Klar ist aber bereits jetzt: Die Kunden werden über mehrere Wege an ihr Handy-Ticket kommen. Sowohl die MVG wie auch die Deutsche Bahn werden über ihre eigenen Internetseiten und Smartphone-Apps das neue Ticket anbieten. Auch über die MVV-App gibt es das Handy-Ticket, allerdings müssen sich die Fahrgäste per Tastendruck entscheiden, ob sie die Karte lieber bei der Bahn oder der MVG kaufen.

Beide Unternehmen, so eng sie auch im täglichen Betrieb zusammenarbeiten, rangeln beim Vertrieb der Fahrscheine heftig miteinander: Zwar werden die Fahrgeldeinnahmen am Ende des Jahres nach einem komplizierten Schlüssel zwischen den beiden großen Unternehmen, einigen kleineren Wettbewerbern und den acht MVV-Landkreisen aufgeteilt. Doch wer die Fahrgelder der Kunden zunächst einmal in seiner Kasse verbucht, kann bis zu diesem Stichtag einige Monate lang mit dem Geld arbeiten. Und diesen Vorteil gibt kein Unternehmen gern aus der Hand.

Streifenkarten weiter am Automaten

Fahrgastverbände und Verkehrspolitiker im Münchner Rathaus drängen seit Jahren den MVV, den Fahrkartenverkauf per Internet und Smartphone zu forcieren. Sie hoffen, damit Zugangshürden abzubauen - und öfter Spontanfahrer zum Umstieg auf Busse und Bahnen zu bewegen. Nun also ist es dann endlich so weit.

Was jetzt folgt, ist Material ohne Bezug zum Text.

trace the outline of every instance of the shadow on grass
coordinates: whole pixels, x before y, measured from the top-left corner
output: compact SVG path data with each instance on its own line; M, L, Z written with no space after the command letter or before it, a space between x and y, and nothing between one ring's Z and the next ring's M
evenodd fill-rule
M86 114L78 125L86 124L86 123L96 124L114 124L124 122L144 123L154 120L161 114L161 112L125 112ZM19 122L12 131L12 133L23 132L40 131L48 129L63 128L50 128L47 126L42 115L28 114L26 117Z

Von Mitte Dezember an bieten Bahn und MVG zumindest Einzel- und Tagestickets über den neuen Vertriebskanal an. Wochen- und Monatskarten sowie die beliebten Streifenkarten müssen sich die Kunden weiter am Automaten oder an den Verkaufsstellen besorgen. MVV-Geschäftsführer Alexander Freitag hofft zwar, dass bald das komplette Ticket-Angebot digital vertrieben werden kann. Bedenkt man aber, wie lange es gedauert hat, bis nur dieser erste Schritt gemacht wurde, wird es wohl noch einige Zeit dauern.

Gebremst hatte bislang vor allem die MVG - aus finanziellen Gründen. So muss der Verkehrsbetrieb sämtliche Busse mit Kontrollgeräten ausrüsten, um die Handy-Tickets zu prüfen. Nach 21 Uhr müssen alle Passagiere vorne einsteigen und dem Fahrer ihr Ticket vorlegen. Etwa 400 Kontrollgeräte für die Busse werde die MVG daher in den nächsten Monaten anschaffen, sagt MVG-Chef Herbert König. Weitere 150 sind für die mobilen Kontrolleure eingeplant, die unter anderem in U- und Trambahnen auf Streife gehen.

Unterm Strich investiert die MVG laut König etwa vier Millionen Euro in das Handy-Ticket. Darin eingerechnet sind nicht nur die Ausgaben für die Lesegeräte, sondern auch für die Software und vor allem Sicherheitsstandards, damit die Barcodes nicht einfach von Betrügern geknackt werden können. In anderen deutschen Städten, die wesentlich früher als München das Handy-Ticket eingeführt haben, hätten die dortigen Verkehrsbetriebe viel Ärger mit Gaunern gehabt, sagt König. Was man nun mit der Bahn entwickelt habe, sei "in puncto Fälschungssicherheit das Beste, was es derzeit auf dem Markt gibt".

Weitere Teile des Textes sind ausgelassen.